Re-indexing the System

To re-index the system, go to the Details screen of the Search Manager. Select Reindex all assets in the system and click Commit. The system will re-index all assets in the system.

Alternatively, if you only want to re-index a certain part of the system, select the parent asset in the Root Node field under the Re-index Assets section and click Commit.

Whenever you change any of the settings on the Search Manager, you will need to perform a re-index.
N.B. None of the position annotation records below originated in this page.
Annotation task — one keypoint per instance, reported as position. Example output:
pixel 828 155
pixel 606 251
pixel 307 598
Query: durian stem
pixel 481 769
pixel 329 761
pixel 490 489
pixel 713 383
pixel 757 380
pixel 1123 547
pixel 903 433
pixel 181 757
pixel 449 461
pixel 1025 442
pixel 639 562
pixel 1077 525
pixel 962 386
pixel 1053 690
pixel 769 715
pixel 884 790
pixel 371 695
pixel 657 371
If you do not perform a re-index, the changed will not affect your search results.

Re-indexing the System from the Server

To re-index the system from the server you can run the reindexSearchIndex.php script, which is in  <system_root>/packages/search/scripts, where <system_root> is the location of the Squiz Matrix system you are using.

The script accepts up to three parameters, the first of which is required:

php packages/search/scripts/reindexSearchIndex.php PATH_TO_SYSTEM_ROOT ROOT_NODE_IDS BATCH_SIZE

  • PATH_TO_SYSTEM_ROOT is a required parameter that sets the path on the server where Matrix is installed.
    In the example below, the user has already moved into the system root directory and  is executing the script within the directory by passing `pwd` in as the first parameter.
  • ROOT_NODE_IDS is  an optional parameter that lets you pass a comma-separated list of root node IDs.
    An example of  valid parameter values for this parameter is  11,55,66 or a single value such as 11. If you do not pass any IDs the script will prompt you to reindex the entire system.
  • BATCH_SIZE is an optional parameter that will only work if ROOT_NODE_IDS is also passed. This parameter lets you define the batch size if you need to run the script in chunks.
    The default value is 100 and there is no upper limit.
    Any values less than 0 will reset the batch size to 100.
    This parameter is an advanced option and should be used with care: the default value is recommended.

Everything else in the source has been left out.